Jacinto Lamas, ex-tesoureiro do extinto PL (atual PR), teve a pena estabelecida em cinco anos, além de multa de R$ 260 mil, referente a 200 dias-multa. A pena para corrupção passiva prescreveu por ser inferior a dois anos.

Rogério Tolentino, ex-advogado do publicitário Marcos Valério, teve o seu cálculo da sua pena finalizado em oito anos e 11 meses, mais multa de R$ 312 mil, equivalente a 120 dias-multa. O ex-diretor do Banco do Brasil Henrique Pizzolato foi condenado a 12 anos e sete meses de prisão e multa e R$ 1,338 milhão, referente a 530 dias-multa.

O ex-deputado José Borba foi condenado a dois anos e seis meses de prisão, além de R$ 390 mil, valor referente a 150 dias-multa. Bispo Rodrigues, ex-deputado do PL, teve pena fixada em seis anos e três meses de reclusão, além de 290 dias-multa, equivalente a R$ 754 mil.

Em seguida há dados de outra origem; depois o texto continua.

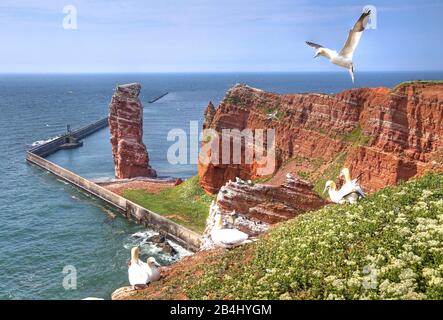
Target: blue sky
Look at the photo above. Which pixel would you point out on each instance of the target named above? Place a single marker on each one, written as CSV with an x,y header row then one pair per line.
x,y
214,35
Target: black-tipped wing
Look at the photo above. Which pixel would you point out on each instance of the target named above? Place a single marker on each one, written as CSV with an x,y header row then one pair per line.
x,y
314,45
354,35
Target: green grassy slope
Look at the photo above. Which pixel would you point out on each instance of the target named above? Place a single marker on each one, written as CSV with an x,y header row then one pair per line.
x,y
389,246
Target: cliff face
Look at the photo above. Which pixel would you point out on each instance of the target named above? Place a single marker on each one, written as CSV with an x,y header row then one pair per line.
x,y
126,126
388,135
253,208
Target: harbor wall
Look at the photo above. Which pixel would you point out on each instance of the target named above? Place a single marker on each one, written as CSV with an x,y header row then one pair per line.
x,y
175,232
53,146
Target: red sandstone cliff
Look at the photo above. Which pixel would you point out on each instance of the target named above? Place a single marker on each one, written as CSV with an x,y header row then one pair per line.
x,y
388,135
126,126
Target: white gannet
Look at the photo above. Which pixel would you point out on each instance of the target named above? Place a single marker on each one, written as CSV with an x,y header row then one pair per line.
x,y
351,187
153,270
226,238
137,271
334,195
344,57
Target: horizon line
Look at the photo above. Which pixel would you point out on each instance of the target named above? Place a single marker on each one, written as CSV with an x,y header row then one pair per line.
x,y
207,72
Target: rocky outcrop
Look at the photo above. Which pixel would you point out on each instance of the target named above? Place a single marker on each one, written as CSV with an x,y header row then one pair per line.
x,y
126,125
389,135
252,208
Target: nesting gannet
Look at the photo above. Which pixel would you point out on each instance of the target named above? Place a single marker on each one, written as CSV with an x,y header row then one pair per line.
x,y
344,57
272,116
137,271
153,270
226,238
351,187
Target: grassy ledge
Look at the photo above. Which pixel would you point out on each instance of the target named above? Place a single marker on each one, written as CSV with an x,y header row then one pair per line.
x,y
389,246
186,204
408,83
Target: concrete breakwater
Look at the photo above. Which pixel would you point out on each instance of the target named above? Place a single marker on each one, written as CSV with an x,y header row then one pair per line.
x,y
175,232
53,146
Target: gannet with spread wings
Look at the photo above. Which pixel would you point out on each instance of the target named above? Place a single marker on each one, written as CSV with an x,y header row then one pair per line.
x,y
344,57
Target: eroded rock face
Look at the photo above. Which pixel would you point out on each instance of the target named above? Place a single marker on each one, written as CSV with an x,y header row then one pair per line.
x,y
126,125
388,135
252,208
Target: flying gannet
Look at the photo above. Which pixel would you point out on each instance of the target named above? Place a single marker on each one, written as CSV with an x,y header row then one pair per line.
x,y
344,57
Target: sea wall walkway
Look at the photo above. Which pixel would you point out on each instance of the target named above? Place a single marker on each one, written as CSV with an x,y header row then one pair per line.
x,y
177,233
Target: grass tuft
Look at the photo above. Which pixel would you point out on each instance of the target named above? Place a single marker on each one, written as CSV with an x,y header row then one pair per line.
x,y
186,204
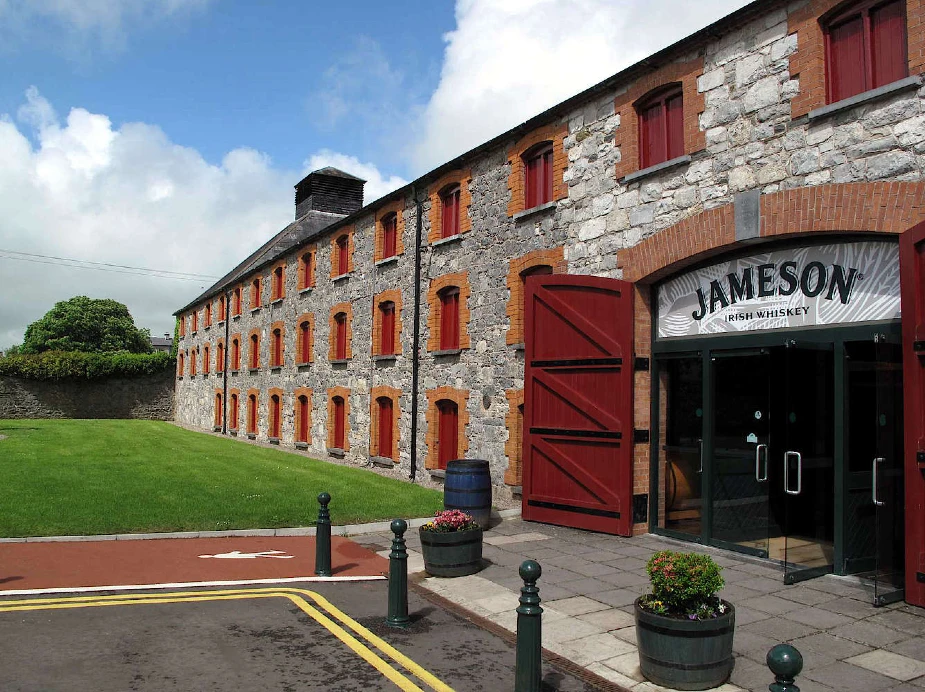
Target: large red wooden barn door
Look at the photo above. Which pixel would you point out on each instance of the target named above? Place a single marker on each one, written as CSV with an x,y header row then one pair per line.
x,y
578,402
912,275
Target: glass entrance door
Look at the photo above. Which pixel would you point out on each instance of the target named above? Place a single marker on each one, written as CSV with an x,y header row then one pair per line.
x,y
804,452
740,450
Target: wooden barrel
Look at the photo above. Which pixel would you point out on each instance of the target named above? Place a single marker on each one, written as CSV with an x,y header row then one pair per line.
x,y
468,487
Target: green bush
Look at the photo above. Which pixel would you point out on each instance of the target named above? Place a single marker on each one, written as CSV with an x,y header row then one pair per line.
x,y
59,365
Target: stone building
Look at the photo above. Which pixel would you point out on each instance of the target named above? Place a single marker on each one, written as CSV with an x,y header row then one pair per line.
x,y
744,191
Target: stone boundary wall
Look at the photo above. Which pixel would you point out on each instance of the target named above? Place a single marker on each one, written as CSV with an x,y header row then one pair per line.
x,y
149,398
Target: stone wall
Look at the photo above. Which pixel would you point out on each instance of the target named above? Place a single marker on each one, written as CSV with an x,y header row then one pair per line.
x,y
148,398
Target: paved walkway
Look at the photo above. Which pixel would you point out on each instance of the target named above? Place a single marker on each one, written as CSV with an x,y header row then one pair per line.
x,y
590,581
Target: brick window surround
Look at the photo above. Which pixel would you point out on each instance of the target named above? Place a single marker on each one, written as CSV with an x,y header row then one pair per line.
x,y
253,349
302,415
275,412
347,310
256,292
626,137
807,63
344,394
253,411
458,280
277,344
394,395
234,408
307,262
460,397
382,214
517,269
514,447
461,178
392,295
278,281
516,182
336,269
305,343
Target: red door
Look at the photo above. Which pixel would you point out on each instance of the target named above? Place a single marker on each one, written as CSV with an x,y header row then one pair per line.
x,y
578,403
912,275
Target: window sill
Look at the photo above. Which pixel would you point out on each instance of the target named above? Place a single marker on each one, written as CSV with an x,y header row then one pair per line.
x,y
452,239
534,210
905,84
657,168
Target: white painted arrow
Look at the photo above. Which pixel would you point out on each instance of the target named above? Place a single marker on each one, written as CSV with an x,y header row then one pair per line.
x,y
238,555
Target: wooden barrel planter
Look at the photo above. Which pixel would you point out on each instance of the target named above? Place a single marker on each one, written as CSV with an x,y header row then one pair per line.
x,y
467,487
685,654
452,554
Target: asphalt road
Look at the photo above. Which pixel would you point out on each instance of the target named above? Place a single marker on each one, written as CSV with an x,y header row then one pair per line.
x,y
247,642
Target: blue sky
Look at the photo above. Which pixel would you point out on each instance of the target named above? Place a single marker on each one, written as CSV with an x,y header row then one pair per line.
x,y
168,134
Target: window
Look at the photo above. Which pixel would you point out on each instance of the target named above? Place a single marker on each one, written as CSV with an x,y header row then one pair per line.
x,y
387,328
340,336
255,352
385,427
538,172
279,283
339,422
661,126
865,48
449,212
449,318
256,298
307,270
447,432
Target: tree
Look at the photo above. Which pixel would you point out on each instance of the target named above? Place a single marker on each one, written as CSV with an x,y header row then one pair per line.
x,y
87,325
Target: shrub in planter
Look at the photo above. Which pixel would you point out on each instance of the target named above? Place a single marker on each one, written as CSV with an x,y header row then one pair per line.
x,y
683,630
451,544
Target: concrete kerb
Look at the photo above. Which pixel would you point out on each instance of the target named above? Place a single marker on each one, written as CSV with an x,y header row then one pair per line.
x,y
345,530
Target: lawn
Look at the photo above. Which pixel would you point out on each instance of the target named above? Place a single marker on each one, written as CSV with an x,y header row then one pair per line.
x,y
117,476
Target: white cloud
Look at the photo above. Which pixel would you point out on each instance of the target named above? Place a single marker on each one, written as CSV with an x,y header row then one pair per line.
x,y
508,60
377,184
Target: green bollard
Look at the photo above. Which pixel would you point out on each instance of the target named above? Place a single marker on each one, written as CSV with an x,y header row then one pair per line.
x,y
529,670
786,663
398,577
323,538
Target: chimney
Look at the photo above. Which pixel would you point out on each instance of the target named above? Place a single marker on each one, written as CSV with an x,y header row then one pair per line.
x,y
330,190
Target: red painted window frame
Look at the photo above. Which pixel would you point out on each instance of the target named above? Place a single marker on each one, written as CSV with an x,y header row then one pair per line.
x,y
538,175
447,432
340,336
449,318
661,125
387,328
868,78
449,211
389,235
340,416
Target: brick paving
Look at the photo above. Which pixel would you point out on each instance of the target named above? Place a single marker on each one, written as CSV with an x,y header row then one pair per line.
x,y
590,581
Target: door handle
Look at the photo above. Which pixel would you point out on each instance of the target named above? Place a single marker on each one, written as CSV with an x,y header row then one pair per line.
x,y
873,481
758,477
799,458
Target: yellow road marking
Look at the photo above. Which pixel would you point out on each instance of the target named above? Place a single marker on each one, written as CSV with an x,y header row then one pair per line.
x,y
296,596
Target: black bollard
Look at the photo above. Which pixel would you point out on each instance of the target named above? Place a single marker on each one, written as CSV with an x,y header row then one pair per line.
x,y
323,538
786,663
529,671
398,577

Já Romeu Queiroz (PTB) foi condenado a seis anos e seis meses de prisão, além de 150 dias-multa, equivalente a R$ 390 mil.

Valdemar Costa Neto, ex-deputado do PR, foi condenado a sete anos e dez meses, além de multa de R$ 494 mil, referente a 190 dias-multa. Pedro Henry, ex-parlamentar pelo PP, teve pena total somada em sete anos e dois meses, além de R$ 960 mil de multa, equivalente a 370 dias-multa.

Já Pedro Corrêa, também ex-deputado pelo PP, teve pena fixada em nove anos e cinco meses, além de 190 dias-multa, equivalente a R$ 490 mil.

Confira as penas definidas para cada crime cometido por Jefferson:

Corrupção passiva: dois anos, oito meses e 20 dias de reclusão, mais multa de R$ 304,8 mil, o equivalente a 127 dias-multa.

Lavagem de dinheiro: quatro anos, três meses e 24 dias de reclusão, mais multa R$ 416 mil, o equivalente a 160 dias-multa.

Confira a dosimetria referente a cada crime de Palmieri:

Corrupção passiva: dois anos de reclusão, além de 100 dias-multa, equivalente a R$ 260 mil

Lavagem de dinheiro: quatro anos de reclusão, além de R$ 490 mil de multa, referente a 190 dias-multa.

Confira a condenação referente a cada crime de Cunha:

Corrupção passiva: três anos de reclusão, mais multa de R$ 120 mil, o equivalente a 50 dias-multa.

Peculato: três anos e quatro meses de reclusão, mais multa de R$ 130 mil, o equivalente a 50 dias-multa.

Lavagem de dinheiro: três anos de reclusão, mais multa de R$ 120 mil, o equivalente a 50 dias-multa.